Hello
I have a younger brother aged 54 it’s 5 years difference between us. My brother has Asperger syndrome
When I lost my mum my brother never came to the funeral not only that he has not showed no emotion he doesn’t seem to exhibit any grief and he lives in his own place. My dad who’s 80 years old runs around after him doing his washing he won’t buy washing machine. I’m worried sick about my dad at my dad’s age he should be taking it easy not running around after him. My mum did it for years. Now my dad is doing everything he even pays his mortgage when my brother gets into trouble with the police and goes to prison which has happened often. My dad and I believe my brother will become institutionalised eventually and spend rest of his life in prison. My dad has said to me often that he doesn’t know what’s going to become of my brother. With his condition he drives everybody insane with the way he is. He won’t even go the doctors to get medication to help him manage his condition. He’s in denial over his condition and I know it’ll become my problem when my dad goes. My dad can’t even bring up the subject of death as my brother just says there you go again talking about his death
Can someone tell me why isn’t he showing any grief and how do we help him?
Siblings.
One of my siblings has caused no end of worry and pain for my parents. I can’t control, least of all understand, my sibling. So I just try to be a good daughter, and I try to bite my tongue and keep the peace. It’s very hard, I know.
Well my brother has been in and out of prison for various things. The court is clearly not that sympathetic to people with Asperger’s syndrome. My brother doesn’t do anything to help himself all he has to do is take medication but he just won’t go the doctors and my dad I couldn’t trust him to take the medication
Hi @Steven
You probably already know this but Asperger’s is often considered a high functioning form of autism . It can lead to difficulty interacting socially, repeat behaviors, and clumsiness. Asperger syndrome is a part of the larger developmental disorder category of autism spectrum disorder.(Copied.and pasted from internet)
People who have autism cannot change how they perceive the world, it is just who they are. Your brother sounds high functioning. In particular people who are autistic struggle with showing you how they feel through emotions and struggle to read people facial expressions etc. Usually express themselves in a manner that doesn’t seem socially acceptable, this could include behaviour that others find challenging.
I know this doesn’t help how you are feeling but it may help you to see from your brother’s perspective. You could have a look online for a free causes on “understanding autism” or do some research and watch YouTube videos.
I’ve worked for many years with people who are autistic.
Not sure if it would be suitable for your brother but adult social services should be able to help maybe give them a call and explain the situation. He may be entitled to support to help him remember medication and sort out his affairs.
Hope you find this helpful
It helps kind of but how do you help someone like my brother who refuses to help himself he won’t go the doctors to get medication to help him manage his Asperger’s.

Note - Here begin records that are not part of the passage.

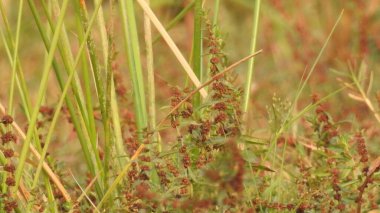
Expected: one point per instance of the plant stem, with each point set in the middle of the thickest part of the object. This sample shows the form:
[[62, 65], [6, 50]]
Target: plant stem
[[251, 63]]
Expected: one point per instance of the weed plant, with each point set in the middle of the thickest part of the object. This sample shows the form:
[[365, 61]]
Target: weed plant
[[102, 130]]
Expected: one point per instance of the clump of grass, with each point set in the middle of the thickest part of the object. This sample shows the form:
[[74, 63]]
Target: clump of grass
[[200, 156]]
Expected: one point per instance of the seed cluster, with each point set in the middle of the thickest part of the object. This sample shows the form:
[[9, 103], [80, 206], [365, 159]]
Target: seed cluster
[[8, 139]]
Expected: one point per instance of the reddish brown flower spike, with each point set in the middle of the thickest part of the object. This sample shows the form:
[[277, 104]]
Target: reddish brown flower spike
[[10, 181], [8, 137], [7, 119], [8, 153], [9, 168]]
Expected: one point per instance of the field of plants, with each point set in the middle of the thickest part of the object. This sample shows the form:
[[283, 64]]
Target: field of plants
[[190, 106]]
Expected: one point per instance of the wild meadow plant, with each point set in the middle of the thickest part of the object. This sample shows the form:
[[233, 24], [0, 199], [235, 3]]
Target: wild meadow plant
[[200, 152]]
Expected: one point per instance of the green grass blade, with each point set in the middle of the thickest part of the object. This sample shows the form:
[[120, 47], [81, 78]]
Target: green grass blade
[[133, 52], [41, 92], [251, 63]]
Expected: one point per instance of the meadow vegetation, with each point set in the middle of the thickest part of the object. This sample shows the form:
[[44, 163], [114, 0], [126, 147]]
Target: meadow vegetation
[[189, 106]]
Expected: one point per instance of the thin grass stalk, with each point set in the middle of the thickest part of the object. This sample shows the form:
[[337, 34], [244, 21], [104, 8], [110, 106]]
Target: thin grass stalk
[[18, 76], [133, 52], [15, 57], [251, 63], [286, 123], [20, 80], [172, 46], [150, 74], [67, 58], [41, 92], [73, 112], [197, 46], [120, 177], [62, 98], [101, 89], [118, 139]]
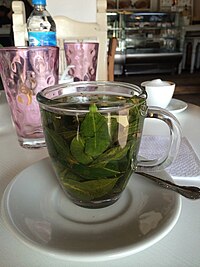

It’s my dad who’s 80 years old who’s running around him constantly I am seriously worried sick about my dad he doesn’t need my brother not helping himself he’s worried sick over what will become of him I am to. But I’m more worried about my dad. As I said my brother has been to prison fair few times now and my dad and I think we get peace and quiet when he’s in prison sounds harsh but it’s true. This is the reality he’ll become institutionalised eventually and it’s what worries us both.
I ask again how do we both help him to help himself this can’t go on anymore
Hi @Steven
The bottom line is you cannot help someone who doesn’t want any help. However saying that you could offer consistent support. You could try and be there for him without judgement.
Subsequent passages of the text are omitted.